# Flies, castors etc.



## trojon (Nov 8, 2007)

Just recieved a shipment of flies, which were meant to be curly wing castors but ended up as being about 100 curly wing flies in a tub...

Can these be kept in a fridge to keep longer, or will it be too cold?

Also when castors are bought from a fishing tackle shop, can they be hatched? Or are they dead? If so that would mean buying maggots to pupate right?

And when it comes to gut loading - what is the most efficient method, and what is the minimum time required to gut load?


----------



## Gurd (Nov 8, 2007)

TroJon said:


> Just recieved a shipment of flies, which were meant to be curly wing castors but ended up as being about 100 curly wing flies in a tub...Can these be kept in a fridge to keep longer, or will it be too cold?
> 
> Also when castors are bought from a fishing tackle shop, can they be hatched? Or are they dead? If so that would mean buying maggots to pupate right?
> 
> And when it comes to gut loading - what is the most efficient method, and what is the minimum time required to gut load?

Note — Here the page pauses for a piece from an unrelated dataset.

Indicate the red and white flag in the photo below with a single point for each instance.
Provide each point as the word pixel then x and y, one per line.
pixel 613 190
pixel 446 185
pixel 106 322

Casters from the fishing shops are the pupae stage of either blue bottles (normal maggies) green bottles (pinkies) house flies (squats)

Keep them in a tub with room for the flies to fly and they will hatch, temperature determines time taken.

I keep them in a tub with a net lid and hole for my pooter plugged by a bit of sponge and gutload them with honey for a couple of days before feeding to mantids

They do tend to get a bit smelly after a while tho


----------



## Rick (Nov 8, 2007)

For me I just put the maggots in a 32 oz deli container and place on a shelf. When they hatch I use a syringe to give them honey through a hole cut in the side. When I need flies I put the entire container in the freezer until they slow down. I feed them honey every other day. You do not need a water dish or anything complicated for them.


----------



## trojon (Nov 10, 2007)

Right well i've been using "set honey" which is still pretty liquidy, organic ofc.

Although I've not seen the flies eating it, just walking on it or avoiding it? Are they meant to instantly go for it or do they just go as and when they want to feed?

Not seen many dead flies, so i guess they should still be alive due to feeding right?


----------